The only whales of commerce were at one time the great sperm-whale of southern latitudes, and ‘the right’ or Greenland whale, both of which are animals of gigantic size and great power, the latter being undoubtedly the larger. No British vessels take part in the sperm-fishery, their operations being confined to the arctic regions. Dundee is now the chief whaling port, sending out annually sixteen ships to Greenland. The Greenland whale, which our British whalemen endure such dangers to procure, seldom exceeds sixty feet in length, and is about half that number in circumference. An average-sized specimen will weigh some seventy tons or more, and forms a mass of matter equal to about two hundred fat oxen. One individual caught by a Scotch whaler was seventy-two feet in length, with a girth of forty-five feet, the total weight being reckoned at upwards of one hundred tons. The chief product of the sperm and ‘the right’ whale—their oil—is of course common to both animals, and is obtained by boiling their fat, or ‘blubber’ as the substance is technically called.

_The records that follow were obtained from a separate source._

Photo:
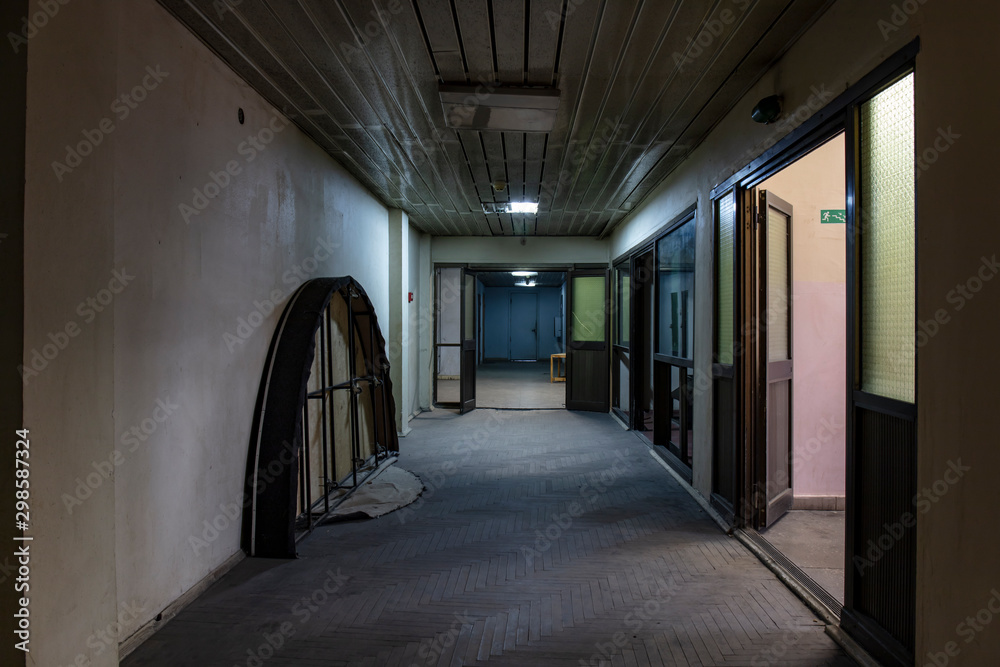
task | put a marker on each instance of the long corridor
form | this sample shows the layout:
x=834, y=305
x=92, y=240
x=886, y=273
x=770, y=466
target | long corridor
x=542, y=538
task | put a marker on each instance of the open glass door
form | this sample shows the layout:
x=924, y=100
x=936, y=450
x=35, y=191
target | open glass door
x=775, y=315
x=468, y=337
x=726, y=461
x=621, y=394
x=588, y=351
x=880, y=592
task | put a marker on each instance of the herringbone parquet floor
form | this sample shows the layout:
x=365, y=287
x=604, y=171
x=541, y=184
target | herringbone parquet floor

It is somewhat curious that in both of these whales the head is the portion, size being considered, which is the most valuable. In the sperm-whale, ‘the case,’ situated in the head, is filled with a substance which is known as spermaceti, and brings a high price. One of these giants of the deep will sometimes yield a ton of this valuable substance, which is found, when the whale is killed, as an oily fluid, that when prepared, gradually concretes into a granulated mass. In the Greenland whale the great prize is ‘the bone’ with which its head is furnished, and which at the present time is quoted as being of the enormous value of two thousand two hundred and fifty pounds per ton! The price in America is even higher, the last sales in that country bringing two thousand five hundred pounds. It is only the Greenland fish which yield this valuable commodity. The whale of the Pacific is furnished with teeth; but ‘the right’ whale has in lieu thereof a series of plates, or laminæ, on the upper jaw, which are in reality the whalebone of commerce. The uses to which ‘bone’ is applied vary according to the demands of fashion, so that within the last hundred years the price has fluctuated exceedingly, and has been quoted from almost a nominal price per ton up to the sum mentioned. At one period, we are told in an American account of the fishery, the rates for whalebone were so low that few whalemen would bring any of it home, their space being of much greater value when packed with oil. Threepence a pound-weight was at one time all that could be obtained for it; now the price of bone is twenty shillings per pound-weight. It may be explained that the yield of bone is as eight or ten pounds to each barrel of oil. A vessel which brings home one hundred tuns of oil will, in all probability, have on board six tons of whalebone.